← All topics

Indexing Algorithms - HNSW · Topic 78

The trade-off between Recall and Latency in HNSW

In HNSW, recall (how often the true nearest neighbors appear in the result set) and latency (time per query) are in tension. Higher recall usually requires visiting more nodes and doing more distance comparisons; that increases latency.

Summary

  • Main query-time lever: efSearch (see defining efSearch). Build-time: efConstruction and M affect graph quality. Pick target recall or latency and tune parameters.
  • Plot recall–latency curve for your dataset; for low latency use modest efSearch; for max recall increase efSearch at cost of p99.
  • Pipeline: more candidates (efSearch) → more distance computations and heap ops → higher recall and higher latency; graph quality (M, efConstruction) shifts the curve.
  • Trade-off: there is no free lunch—higher recall costs more time; a well-built graph lets you get good recall at lower efSearch.

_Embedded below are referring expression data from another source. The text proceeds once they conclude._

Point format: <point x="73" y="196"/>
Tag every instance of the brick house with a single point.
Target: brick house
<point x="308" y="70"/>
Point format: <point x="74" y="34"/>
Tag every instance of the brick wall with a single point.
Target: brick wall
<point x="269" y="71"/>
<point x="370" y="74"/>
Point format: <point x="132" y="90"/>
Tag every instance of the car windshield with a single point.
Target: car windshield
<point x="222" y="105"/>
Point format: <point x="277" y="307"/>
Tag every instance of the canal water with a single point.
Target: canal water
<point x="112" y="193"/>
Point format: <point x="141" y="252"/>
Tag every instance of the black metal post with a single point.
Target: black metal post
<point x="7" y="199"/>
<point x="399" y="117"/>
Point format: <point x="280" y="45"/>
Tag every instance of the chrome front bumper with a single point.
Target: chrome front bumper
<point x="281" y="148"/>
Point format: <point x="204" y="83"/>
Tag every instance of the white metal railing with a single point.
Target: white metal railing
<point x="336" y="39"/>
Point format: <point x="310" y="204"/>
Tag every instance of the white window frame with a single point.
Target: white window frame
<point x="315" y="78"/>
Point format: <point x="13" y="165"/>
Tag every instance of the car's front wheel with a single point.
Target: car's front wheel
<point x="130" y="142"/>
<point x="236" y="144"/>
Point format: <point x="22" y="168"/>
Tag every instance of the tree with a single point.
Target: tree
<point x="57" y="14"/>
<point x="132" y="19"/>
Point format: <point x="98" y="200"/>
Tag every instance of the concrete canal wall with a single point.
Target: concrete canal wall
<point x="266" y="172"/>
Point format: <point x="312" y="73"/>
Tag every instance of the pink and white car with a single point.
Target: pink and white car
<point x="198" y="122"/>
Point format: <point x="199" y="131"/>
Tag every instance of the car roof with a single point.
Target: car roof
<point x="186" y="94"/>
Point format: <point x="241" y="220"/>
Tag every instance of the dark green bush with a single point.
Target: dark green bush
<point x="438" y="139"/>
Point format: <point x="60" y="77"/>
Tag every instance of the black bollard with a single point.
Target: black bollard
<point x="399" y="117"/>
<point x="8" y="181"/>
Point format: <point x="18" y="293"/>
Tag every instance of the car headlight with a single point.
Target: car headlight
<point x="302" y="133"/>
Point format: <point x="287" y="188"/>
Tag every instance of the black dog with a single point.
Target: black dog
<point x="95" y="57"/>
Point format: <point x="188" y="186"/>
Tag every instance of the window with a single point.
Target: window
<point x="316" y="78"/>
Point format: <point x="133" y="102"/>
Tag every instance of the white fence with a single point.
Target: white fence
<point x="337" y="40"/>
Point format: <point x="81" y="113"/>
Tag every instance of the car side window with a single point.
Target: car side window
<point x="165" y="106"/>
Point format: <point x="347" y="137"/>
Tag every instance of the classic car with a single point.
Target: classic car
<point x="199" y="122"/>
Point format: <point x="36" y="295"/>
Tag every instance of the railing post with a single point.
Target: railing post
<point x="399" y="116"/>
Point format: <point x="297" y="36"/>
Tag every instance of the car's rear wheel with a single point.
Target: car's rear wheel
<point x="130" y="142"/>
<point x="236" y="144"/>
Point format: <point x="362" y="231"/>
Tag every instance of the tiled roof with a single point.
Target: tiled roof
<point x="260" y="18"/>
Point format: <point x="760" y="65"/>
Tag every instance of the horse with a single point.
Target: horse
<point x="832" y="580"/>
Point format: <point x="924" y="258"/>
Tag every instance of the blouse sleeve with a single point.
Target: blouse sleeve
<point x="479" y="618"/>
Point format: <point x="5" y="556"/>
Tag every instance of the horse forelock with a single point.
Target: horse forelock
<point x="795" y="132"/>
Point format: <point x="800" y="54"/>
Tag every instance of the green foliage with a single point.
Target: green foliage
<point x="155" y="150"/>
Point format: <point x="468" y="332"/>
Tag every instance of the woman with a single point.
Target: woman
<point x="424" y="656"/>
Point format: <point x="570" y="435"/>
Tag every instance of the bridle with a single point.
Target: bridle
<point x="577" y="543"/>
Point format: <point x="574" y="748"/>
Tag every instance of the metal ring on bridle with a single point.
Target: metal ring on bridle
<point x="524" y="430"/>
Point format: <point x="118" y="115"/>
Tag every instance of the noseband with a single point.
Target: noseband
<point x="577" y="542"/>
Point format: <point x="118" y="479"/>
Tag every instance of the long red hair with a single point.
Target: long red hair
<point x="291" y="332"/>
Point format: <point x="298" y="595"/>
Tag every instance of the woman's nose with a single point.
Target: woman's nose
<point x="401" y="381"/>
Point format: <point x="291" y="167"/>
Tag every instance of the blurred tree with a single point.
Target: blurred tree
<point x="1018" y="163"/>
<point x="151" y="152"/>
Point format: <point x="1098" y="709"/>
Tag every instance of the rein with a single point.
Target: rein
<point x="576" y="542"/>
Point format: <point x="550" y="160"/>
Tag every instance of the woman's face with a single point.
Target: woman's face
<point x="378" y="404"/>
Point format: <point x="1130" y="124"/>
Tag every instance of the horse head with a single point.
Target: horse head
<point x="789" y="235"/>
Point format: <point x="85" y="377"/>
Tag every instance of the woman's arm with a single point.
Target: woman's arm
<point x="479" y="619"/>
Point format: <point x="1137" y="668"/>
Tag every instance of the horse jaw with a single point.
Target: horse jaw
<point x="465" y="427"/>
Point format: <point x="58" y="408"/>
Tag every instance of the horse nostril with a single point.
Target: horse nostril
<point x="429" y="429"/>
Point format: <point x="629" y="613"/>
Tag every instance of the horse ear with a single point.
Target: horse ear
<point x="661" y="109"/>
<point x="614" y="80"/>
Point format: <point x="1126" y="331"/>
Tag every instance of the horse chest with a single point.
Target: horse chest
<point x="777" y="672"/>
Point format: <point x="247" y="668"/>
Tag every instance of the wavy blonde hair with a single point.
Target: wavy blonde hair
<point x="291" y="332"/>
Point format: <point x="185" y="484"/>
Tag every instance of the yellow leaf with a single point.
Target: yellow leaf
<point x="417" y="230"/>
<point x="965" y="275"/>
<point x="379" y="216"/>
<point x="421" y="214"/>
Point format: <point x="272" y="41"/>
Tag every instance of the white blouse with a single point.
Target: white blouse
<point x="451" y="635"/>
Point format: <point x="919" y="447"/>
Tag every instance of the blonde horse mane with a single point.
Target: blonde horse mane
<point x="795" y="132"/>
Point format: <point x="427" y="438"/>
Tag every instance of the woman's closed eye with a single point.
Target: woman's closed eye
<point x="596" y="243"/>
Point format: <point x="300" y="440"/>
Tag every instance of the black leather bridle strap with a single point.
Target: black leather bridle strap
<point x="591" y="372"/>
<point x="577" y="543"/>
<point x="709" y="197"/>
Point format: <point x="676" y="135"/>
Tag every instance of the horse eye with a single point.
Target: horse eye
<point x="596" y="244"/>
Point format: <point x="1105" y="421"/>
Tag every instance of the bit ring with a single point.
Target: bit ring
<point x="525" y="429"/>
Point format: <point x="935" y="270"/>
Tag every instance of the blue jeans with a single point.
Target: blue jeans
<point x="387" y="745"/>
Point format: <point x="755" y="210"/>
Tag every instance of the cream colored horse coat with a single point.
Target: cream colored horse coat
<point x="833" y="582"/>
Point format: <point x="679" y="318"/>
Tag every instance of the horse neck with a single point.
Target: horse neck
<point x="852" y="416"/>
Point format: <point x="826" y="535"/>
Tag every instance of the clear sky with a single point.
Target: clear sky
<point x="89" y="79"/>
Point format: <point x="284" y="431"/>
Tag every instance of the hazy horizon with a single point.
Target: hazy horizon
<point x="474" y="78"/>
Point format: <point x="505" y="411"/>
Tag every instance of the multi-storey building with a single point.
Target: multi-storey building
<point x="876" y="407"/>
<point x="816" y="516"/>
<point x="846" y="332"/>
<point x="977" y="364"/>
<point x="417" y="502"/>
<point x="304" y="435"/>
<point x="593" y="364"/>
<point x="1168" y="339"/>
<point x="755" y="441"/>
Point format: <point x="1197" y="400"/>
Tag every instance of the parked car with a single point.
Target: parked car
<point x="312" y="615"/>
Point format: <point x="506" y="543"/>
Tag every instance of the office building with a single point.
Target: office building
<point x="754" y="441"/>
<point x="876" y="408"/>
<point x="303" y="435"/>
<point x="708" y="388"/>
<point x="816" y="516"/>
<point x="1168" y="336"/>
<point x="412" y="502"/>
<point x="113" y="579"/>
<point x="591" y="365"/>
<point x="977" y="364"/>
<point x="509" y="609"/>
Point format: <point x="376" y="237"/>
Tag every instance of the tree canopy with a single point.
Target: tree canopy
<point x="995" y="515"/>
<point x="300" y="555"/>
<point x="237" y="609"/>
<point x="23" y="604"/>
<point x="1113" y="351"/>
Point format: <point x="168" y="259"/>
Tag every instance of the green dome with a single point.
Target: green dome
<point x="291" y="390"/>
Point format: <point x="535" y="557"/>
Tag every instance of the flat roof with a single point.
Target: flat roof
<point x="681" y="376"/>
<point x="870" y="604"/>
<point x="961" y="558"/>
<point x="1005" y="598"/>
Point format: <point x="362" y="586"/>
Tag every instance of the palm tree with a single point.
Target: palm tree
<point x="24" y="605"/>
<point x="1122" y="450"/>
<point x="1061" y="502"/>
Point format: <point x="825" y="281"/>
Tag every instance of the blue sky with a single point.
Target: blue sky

Parameters that drive the trade-off

The main lever at query time is efSearch: a larger candidate list during the greedy search tends to improve recall@K but increases work per query and thus latency. At build time, efConstruction and M affect graph quality: higher values generally yield better recall for a given efSearch but use more memory and build time. So you can “spend” build-time cost (efConstruction, M) to get a better graph, which then lets you achieve the same recall with a lower efSearch and thus lower query latency.

M also affects query latency directly: more neighbors per node means more candidates to expand at each hop, so higher M can increase query time as well as memory. Balancing M for recall vs. latency and memory is part of tuning.

Pipeline: from efSearch to recall and latency

The query pipeline expands a candidate set of size up to efSearch. Larger efSearch means more nodes are considered, more distance computations, and more heap operations—so recall tends to go up and latency goes up. Graph quality (from M and efConstruction) determines how quickly the search finds good candidates; a better graph means you can reach the same recall with a smaller efSearch, shifting the recall–latency curve in your favor.

Tuning in practice

Tuning involves picking a target recall or latency and adjusting efSearch (and if needed, efConstruction and M) to meet it. The recall–latency trade-off curve is often plotted for a dataset to choose an operating point: fix k, run queries at several efSearch values, measure recall@k and latency (e.g. p50, p99), then plot and pick. For low-latency serving, use a modest efSearch and accept slightly lower recall; for maximum recall (e.g. offline evaluation), increase efSearch at the cost of higher p99 latency.

The curve is dataset-dependent: dimension, distribution, and size all affect how much efSearch you need for a given recall; always benchmark on your data.

Trade-offs and practical tips

Trade-off summary: recall and latency are in tension; a well-built graph (high efConstruction, good M) lets you get high recall with moderate efSearch, but beyond that more recall needs more efSearch and more time. Practical tip: measure recall@k and latency (p50, p99) for a range of efSearch values; choose the smallest efSearch that meets your recall target so latency stays within SLA.

Frequently Asked Questions

Can I have high recall and low latency?

Up to a point. A well-built graph (high efConstruction, good M) lets you get high recall with a moderate efSearch; beyond that, more recall needs more efSearch and more time.

Does M affect latency?

Yes. Higher M means more neighbors to expand at each hop, so query time can increase. Balance M for recall vs. latency and memory.

How do I measure the trade-off?

Fix k, run queries at several efSearch values, measure recall@k and latency; plot and pick an operating point.

Is the curve dataset-dependent?

Yes. Dimension, distribution, and size all affect how much efSearch you need for a given recall; always benchmark on your data.